EXCERPTS: Why do we include the sounds of words in our thoughts when we think without speaking? Are they just an illusion induced by our memory of overt speech? These questions have long pointed to a mystery, one relevant to our endeavor to identify impossible languages — that is, languages that cannot take root in the human brain. This mystery is equally relevant from a methodological perspective, since to address it requires radically changing our approach to the relationship between language and the brain.

[...] These findings shed important light on the relationship between sound waves and electric waves in the brain, but almost all of them rely on one aspect of the neuropsychological processes related to language: namely, sound emission decoding. Yet we know that language can also be present in the absence of sound, when we read (as what we are most probably experiencing at this very moment) or when we use words while thinking — in technical terms, when we engage in endophasic activity.

This simple fact immediately raises the following crucial question: What happens to the electric waves in our brain when we generate a linguistic expression without emitting any sound? In 2014, my colleagues and I set out in search of answers. We compared the shape of the electric waves characterizing the activity in the Broca’s area with the shape of the sound waves — not just when speakers were hearing sound, but also when they were reading linguistic expressions in absolute silence; that is, when the input was not acoustic at all.

[...] Remarkably, we found that the shape of the electric waves recorded in a non-acoustic area of the brain when linguistic expressions are being read silently preserves the same structure as those of the mechanical sound waves of air that would have been produced if those words had actually been uttered. The two families of waves where language lives physically are then closely related — so closely in fact that the two overlap independently of the presence of sound. The acoustic information is not implanted later, when a person needs to communicate with someone else; it is part of the code from the beginning, or at least before the production of sound takes place. It also excludes that the sensation of exploiting sound representation while reading or thinking with words is just an illusory artifact based on a remembrance of the overt speech.

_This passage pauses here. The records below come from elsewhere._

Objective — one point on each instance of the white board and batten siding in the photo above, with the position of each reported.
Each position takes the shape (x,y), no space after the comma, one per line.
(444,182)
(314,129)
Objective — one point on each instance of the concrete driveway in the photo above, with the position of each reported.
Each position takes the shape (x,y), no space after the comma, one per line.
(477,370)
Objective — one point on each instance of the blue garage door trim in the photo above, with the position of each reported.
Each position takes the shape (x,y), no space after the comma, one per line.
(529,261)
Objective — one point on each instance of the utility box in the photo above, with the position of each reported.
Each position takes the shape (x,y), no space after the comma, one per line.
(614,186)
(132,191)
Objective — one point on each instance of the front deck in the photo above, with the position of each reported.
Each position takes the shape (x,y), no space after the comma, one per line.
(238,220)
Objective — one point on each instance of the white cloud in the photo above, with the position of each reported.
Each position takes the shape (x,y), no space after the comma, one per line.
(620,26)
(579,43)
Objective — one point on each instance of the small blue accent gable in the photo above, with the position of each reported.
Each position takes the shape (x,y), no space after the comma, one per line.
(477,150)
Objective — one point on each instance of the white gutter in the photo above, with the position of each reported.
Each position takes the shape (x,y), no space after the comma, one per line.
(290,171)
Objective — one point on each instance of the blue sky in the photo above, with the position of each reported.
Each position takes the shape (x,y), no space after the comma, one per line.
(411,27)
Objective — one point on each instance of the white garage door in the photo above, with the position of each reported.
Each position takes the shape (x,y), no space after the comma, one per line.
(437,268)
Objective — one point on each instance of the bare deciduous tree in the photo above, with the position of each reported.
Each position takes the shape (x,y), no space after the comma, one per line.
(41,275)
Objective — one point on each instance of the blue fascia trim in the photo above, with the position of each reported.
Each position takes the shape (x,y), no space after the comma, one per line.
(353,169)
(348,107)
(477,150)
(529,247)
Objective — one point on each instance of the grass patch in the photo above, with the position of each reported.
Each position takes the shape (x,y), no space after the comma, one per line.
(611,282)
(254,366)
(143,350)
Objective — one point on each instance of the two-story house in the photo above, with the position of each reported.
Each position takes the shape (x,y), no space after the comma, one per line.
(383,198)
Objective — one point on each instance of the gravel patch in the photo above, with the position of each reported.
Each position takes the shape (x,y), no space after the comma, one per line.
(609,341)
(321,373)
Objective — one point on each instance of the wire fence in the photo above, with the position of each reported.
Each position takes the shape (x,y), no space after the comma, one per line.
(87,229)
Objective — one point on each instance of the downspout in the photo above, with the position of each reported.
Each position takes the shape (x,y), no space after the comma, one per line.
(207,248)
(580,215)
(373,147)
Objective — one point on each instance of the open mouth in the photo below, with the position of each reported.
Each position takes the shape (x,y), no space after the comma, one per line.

The discovery that these two independent families of waves of which language is physically made strictly correlate with each other — even in non-acoustic areas and whether or not the linguistic structures are actually uttered or remain within the mind of an individual — indicates that sound plays a much more central role in language processing than was previously thought. It is as if this unexpected correlation provided us with the missing piece of a “Rosetta stone” in which two known codes — the sound waves and the electric waves generated by sound — could be exploited to decipher a third one: the electric code generated in the absence of sound, which in turn could hopefully lead to the discovery of the “fingerprint” of human language.

Among the questions this discovery raises: What kind of electrical activity is elaborated in a language network (one that includes the Broca’s area) by persons who have never been able to hear any sound from birth? Can we exploit electro-cortical information to access the linguistic thinking of aphasic patients whose articulatory apparatus alone has been damaged, and hear them speak again, albeit through an artificial device? Can we get a better understanding of language used in dreaming or in patients who are in a minimally conscious state? Can we consider severe stuttering as a form of miscoordination between different sound representations in different networks and hope to intervene and cure it? Can these discoveries lead to an unethical use of devices to excerpt linguistic thought from people who do not want to communicate it?

The very fact that the majority of human communication takes place via waves may not be a casual fact; after all, waves constitute the purest system of communication since they transfer information from one entity to the other without changing the structure or the composition of the two entities. They travel through us and leave us intact, but they allow us to interpret the message borne by their momentary vibrations, provided that we have the key to decode it. It is not at all accidental that the term information is derived from the Latin root forma (shape): To inform is to share a shape... (MORE - details)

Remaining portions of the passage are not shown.